- Z tego, co wiem, to Krystyna Pawłowicz w hotelu była na jakimś leczniczym turnusie, a one są, zdaje się, dozwolone. Nie wiem, czy powinna przeprosić, nie znam szczegółów, ale ja bym nie pojechał - powiedział szef klubu PiS Ryszard Terlecki. O wyjeździe byłej posłanki PiS, a dziś sędzi Trybunału Konstytucyjnego donosiły lokalne media w związku z pożarem, do którego miało dojść w ośrodku.
Szef klubu PiS został poproszony o ocenę pobytu w hotelu Malinowy Zdrój w Solcu-Zdroju sędzi Trybunału Konstytucyjnego Krystyny Pawłowicz.
- Z tego, co wiem, to była tam na jakimś leczniczym turnusie. One są, zdaje się, dozwolone - powiedział dziennikarzom w Sejmie.
Na uwagę dziennikarki, że nie wszyscy mogą na taki wyjazd pojechać, a pani sędzia jednak wyjechała, polityk odparł: "Ale sędziowie mają specjalnie uprawnienia". Dopytywany, czy jej sanatorium jest lepsze niż czyjeś inne, Terlecki odpowiedział: "Z pewnością nie".
Wicemarszałek Sejmu zapytany, czy Krystyna Pawłowicz powinna przeprosić, odpowiedział, że "nie wie, czy powinna". - Nie znam szczegółów - zarzekał się. - Z tego, co czytałem, to się tam leczy, leczy się prywatnie - dodał.
Pytany, czy to było przemyślane działanie, odparł: "Ja bym nie pojechał".
W oświadczeniu przesłanym Polskiej Agencji Prasowej podkreśliła, że od wielu lat, regularnie, co kilka miesięcy, jest pacjentką Poradni Rehabilitacyjnej ośrodka Malinowy Zdrój w Solcu-Zdroju, gdzie korzysta z rehabilitacji i zabiegów leczniczych. "Podstawą mojego obecnego pobytu od 31 stycznia br. jest skierowanie lekarskie, wystawione w związku ze stanem zdrowia" - napisała.
"Funkcjonowanie ośrodka Malinowy Zdrój jest ograniczone wyłącznie do udzielania świadczeń zdrowotnych. Od 21 stycznia zgodnie z prawem przyjmuje on pacjentów na zabiegi rehabilitacyjne. Noclegi związane są wyłącznie z w/w świadczeniami zdrowotnymi, a inne udogodnienia nie są dostępne dla kuracjuszy" - zaznaczyła Pawłowicz.
"Proszę o uwzględnienie tych informacji w swoich relacjach medialnych i zaprzestanie ataków personalnych.

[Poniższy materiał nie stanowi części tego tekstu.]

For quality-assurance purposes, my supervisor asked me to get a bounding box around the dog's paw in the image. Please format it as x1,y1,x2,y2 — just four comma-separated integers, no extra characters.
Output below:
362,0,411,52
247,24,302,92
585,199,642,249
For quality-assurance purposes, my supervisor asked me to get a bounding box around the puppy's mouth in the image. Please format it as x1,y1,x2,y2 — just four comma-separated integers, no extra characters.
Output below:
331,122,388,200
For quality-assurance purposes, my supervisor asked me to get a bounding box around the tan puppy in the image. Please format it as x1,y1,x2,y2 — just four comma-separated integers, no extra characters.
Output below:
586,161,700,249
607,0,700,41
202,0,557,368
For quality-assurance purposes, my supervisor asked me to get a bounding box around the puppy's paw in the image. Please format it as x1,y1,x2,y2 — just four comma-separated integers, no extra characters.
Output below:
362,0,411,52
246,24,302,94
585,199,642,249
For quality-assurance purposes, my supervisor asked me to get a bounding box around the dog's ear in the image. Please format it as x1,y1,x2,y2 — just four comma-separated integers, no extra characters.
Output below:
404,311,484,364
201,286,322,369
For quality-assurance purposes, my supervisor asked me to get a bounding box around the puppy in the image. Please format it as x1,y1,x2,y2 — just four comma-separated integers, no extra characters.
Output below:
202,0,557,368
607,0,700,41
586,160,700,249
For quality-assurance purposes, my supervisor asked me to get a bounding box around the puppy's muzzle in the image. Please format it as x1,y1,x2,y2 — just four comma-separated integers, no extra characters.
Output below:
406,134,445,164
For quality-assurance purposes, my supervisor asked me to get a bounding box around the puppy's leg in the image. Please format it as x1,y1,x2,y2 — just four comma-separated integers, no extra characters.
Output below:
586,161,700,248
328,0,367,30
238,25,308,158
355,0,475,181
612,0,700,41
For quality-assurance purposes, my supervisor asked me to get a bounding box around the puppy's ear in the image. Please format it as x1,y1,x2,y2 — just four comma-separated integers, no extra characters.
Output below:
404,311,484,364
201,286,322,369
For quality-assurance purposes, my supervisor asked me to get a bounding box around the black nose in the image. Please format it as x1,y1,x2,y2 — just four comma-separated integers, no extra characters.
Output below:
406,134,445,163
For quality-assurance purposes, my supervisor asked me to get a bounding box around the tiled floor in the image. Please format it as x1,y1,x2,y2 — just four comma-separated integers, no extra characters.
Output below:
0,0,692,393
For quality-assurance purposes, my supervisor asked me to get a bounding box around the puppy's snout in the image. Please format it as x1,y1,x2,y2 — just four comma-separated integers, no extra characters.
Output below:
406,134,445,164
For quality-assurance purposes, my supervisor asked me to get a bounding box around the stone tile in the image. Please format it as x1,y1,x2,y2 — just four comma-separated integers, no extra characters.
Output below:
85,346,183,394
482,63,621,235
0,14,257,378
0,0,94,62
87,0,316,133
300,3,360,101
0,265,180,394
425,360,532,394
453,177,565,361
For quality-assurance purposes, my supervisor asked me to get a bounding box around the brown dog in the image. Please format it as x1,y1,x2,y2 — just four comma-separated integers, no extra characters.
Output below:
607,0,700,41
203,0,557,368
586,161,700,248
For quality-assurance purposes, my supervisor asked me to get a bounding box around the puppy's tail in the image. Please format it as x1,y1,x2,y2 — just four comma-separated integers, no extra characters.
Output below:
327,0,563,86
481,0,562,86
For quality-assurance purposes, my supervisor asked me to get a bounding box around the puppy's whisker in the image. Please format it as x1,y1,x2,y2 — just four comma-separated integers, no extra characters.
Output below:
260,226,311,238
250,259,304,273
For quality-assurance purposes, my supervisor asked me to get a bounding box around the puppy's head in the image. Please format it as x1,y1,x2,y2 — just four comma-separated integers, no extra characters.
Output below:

Wobec osób szczególnie zaangażowanych w rozpowszechnianie nieprawdziwych informacji na mój temat podejmę odpowiednie kroki prawne" - dodała.
O wyjeździe byłej posłanki poinformowano w kontekście pożaru w hotelu i ewakuacji jego gości. Wiadomość podało lokalne "Echo Dnia", a za nim media ogólnopolskie.
Dyrektor hotelu Malinowy Zdrój Paweł Patrzałek powiedział, że w hotelu nie doszło do pożaru, tylko do zadymienia i nie było ewakuacji gości. Zaznaczył, że jego hotel prowadzi działalność leczniczą i działa zgodnie z obowiązującymi przepisami.